Pool sessions can maximise opportunities for experiencing our sports diversity, overcoming fears of capsize, learning to paddle, developing water confidence, improving boat handling skills, raising awareness of general safety procedures and also specific rescue practice, all in a safe and controlled environment.
Canoe polo is a popular sport at local, national and international level, for a large part using indoor pools. There are also now a large number of local canoe clubs in the UK many of which use regular pool sessions as a focal point for club meets, particularly during the winter months.
To supervise a pool canoeing session, a Coach must:
- Be 18 years of age or over.
- Be at least “new” UKCC Level 1 Coach or “old” BCU Level 2 coach trainee, or have received specific pool training approved by the Adventurous Activities Consultant.
- Hold a current Canoe/Kayak Safety Test Award, Foundation Safety & Rescue Award or other lifesaving award which conforms to local requirements.
- Hold a current First Aid qualification.
- Conform to the requirements of the pool management regarding conduct of sessions and poolside supervision.
Guidance For Leaders
Careful planning and preparation contribute greatly to the safe and successful outcome of any activity. For general planning details refer to Appendix C.
Specifically the following should be considered:
- Communication with pool management and staff regarding local requirements, particularly for an exceptional session in a pool which is not normally used for canoeing.
- Facilities for storing equipment.
- Adequate information to group regarding appropriate behaviour and clothing etc.
- Facilities for cleaning canoes and equipment if transported from elsewhere.
- Canoes currently used in pools are normally of a type with rounded ends to prevent injury to participants and damage to the pool.
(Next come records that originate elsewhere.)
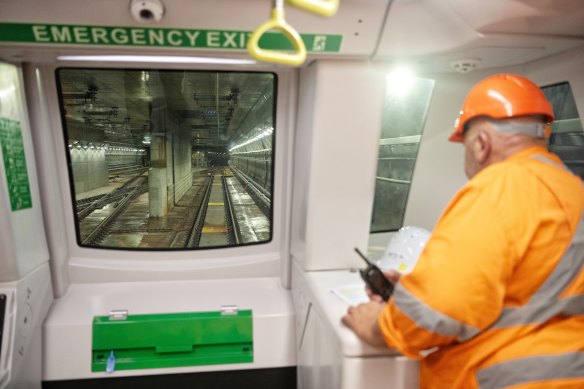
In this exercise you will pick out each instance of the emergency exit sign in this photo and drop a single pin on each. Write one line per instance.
(62, 34)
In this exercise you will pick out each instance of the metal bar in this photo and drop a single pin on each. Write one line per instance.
(393, 180)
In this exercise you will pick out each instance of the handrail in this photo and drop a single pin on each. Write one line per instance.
(277, 22)
(321, 7)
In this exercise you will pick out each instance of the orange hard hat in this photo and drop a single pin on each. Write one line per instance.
(502, 96)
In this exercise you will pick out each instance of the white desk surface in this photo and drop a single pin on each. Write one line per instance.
(319, 285)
Where other types of craft are used appropriate precautions (such as padding the ends of the boat) should be taken to prevent injury or damage.
- Paddles with metal edged blades must not be used.
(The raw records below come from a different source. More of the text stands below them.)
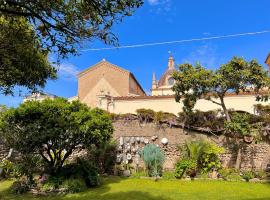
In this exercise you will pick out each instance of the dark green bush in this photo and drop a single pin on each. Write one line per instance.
(88, 172)
(230, 174)
(145, 115)
(185, 167)
(247, 175)
(204, 153)
(21, 186)
(168, 175)
(153, 158)
(74, 185)
(211, 120)
(261, 174)
(104, 156)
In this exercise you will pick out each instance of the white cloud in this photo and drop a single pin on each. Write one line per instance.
(68, 71)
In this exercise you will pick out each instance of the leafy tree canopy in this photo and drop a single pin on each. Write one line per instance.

- Canoes based at a pool should not normally be transported to other venues.
- Canoes which have been used outside or transported from other venues must be cleaned thoroughly (specific advice should be taken from local pool management).
- Any outside equipment e.g. paddles, buoyancy aids etc. should be cleaned before use in a pool.
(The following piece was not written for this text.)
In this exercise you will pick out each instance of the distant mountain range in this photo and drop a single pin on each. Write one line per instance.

- Canoes and equipment should regularly be checked for damage (in particular any sharp edges around cockpit or footrests).
- Consideration should be given to participants wearing appropriate body covering to prevent small scratches and abrasions which are common even with well maintained canoes.
- Coaches may decide whether to ask participants to wear buoyancy aids (B/As) or not, however, the wearing of these is to great advantage when coaching for long-term learning with the transfer of skills to outdoor environments where B/As are essential.
- Buoyancy Aids and helmets must be used for canoe polo sessions.
Group Activity and Supervision
A canoe session in a pool should be an enjoyable and positive experience for participants. To achieve this, the coach should take account of the following:
- Participants should normally be able to swim. In the case of non-swimmers the coach must be satisfied that the participant has reasonable water confidence when wearing a buoyancy aid. Non-swimmers must always wear a buoyancy aid.
- Casual swimming must not be permitted while the canoe session is in progress unless an area is roped off specifically for swimming. Appropriate supervision must be provided for this as a separate activity.
- Where possible the session should be organised on a ‘buddy system’ basis i.e. one canoeist supported by a group member in the water or on the poolside. Where a ‘buddy’ system is not possible one member of the group must remain on the poolside as a ‘second pair of eyes’.
Group size and supervision ratios should generally be applied as for sheltered water but will also be influenced by local pool policy. Some pools may require a qualified pool lifeguard to be present in addition to the kayak coach. Pools are also likely to have rules on the maximum number of boats allowed in the pool at one time.